The Hotel Kaaterskill, whose name and fame went over a continent even before it was fairly completed, is located on the summit of the Kaaterskill Mountain, three miles by carriage or one by path from the Catskill Mountain House. It is the largest mountain hotel at this time in the world, accommodating 1,200 guests, and the Catskills have reason to feel proud of this distinction. They have for many years had the best-known legend—the wonderful and immortal Rip Van Winkle. They have always enjoyed the finest valley views of any mountain outlook, and they have a right to the best hotels.

* * *

There is a fall in the hills, where the water of two little ponds runs over the rocks into the valley. The first pitch is nigh two hundred feet and the water looks like flakes of driven snow before it touches the bottom.

James Fenimore Cooper.

* * *

It may seem antiquated and old-fashioned in the midst of elevated railroads to speak of mountain driveways, but that to Palenville, as we last saw it, was a beautiful piece of engineering—as smooth as a floor and securely built. It looks as if it were intended to last for a century, the stone work is so thoroughly finished. The views from this road are superior to anything we have seen in the Catskills, and the great sweep of the mountain clove recalls a Sierra Nevada trip on the way to the Yosemite.

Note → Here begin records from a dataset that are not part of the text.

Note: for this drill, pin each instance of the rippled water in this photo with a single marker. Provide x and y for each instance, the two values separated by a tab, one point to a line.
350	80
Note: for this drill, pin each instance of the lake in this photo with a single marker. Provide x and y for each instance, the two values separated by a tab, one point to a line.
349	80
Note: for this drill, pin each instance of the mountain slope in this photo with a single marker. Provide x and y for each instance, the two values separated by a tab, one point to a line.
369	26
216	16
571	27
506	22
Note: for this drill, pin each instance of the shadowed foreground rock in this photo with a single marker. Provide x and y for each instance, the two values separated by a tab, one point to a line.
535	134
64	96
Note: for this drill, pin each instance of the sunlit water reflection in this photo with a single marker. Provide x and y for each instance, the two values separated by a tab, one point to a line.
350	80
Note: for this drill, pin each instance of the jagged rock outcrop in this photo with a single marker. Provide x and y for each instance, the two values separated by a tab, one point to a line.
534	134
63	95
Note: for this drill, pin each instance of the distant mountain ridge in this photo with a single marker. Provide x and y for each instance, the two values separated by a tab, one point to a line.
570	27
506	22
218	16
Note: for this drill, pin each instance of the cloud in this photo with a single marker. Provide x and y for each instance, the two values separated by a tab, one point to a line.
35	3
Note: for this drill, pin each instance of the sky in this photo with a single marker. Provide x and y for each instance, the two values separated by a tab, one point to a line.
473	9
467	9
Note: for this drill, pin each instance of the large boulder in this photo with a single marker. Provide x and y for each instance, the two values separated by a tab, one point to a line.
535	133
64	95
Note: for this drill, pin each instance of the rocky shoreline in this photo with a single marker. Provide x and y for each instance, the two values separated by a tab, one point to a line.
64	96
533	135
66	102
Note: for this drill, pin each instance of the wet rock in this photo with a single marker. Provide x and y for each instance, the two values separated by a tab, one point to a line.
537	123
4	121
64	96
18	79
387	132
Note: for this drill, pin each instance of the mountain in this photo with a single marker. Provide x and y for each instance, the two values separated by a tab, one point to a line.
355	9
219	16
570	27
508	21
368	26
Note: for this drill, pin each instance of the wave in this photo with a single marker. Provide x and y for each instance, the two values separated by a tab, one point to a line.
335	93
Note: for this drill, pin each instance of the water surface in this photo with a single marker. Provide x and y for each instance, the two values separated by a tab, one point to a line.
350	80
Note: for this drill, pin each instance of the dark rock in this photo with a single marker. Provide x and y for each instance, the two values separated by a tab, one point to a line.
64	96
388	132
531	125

The writer will never forget another Catskill drive fully twenty years ago. Starting one morning with a pair of mustang ponies from Phoenicia, we called at the Kaaterskill, the Catskill Mountain House, and the Laurel House, took supper at Catskill Village, and reached New York that evening at eleven o'clock. It is unnecessary to say that we were on business—our book was on the press—and we went as if one of the printers' best-known companions was on our trail.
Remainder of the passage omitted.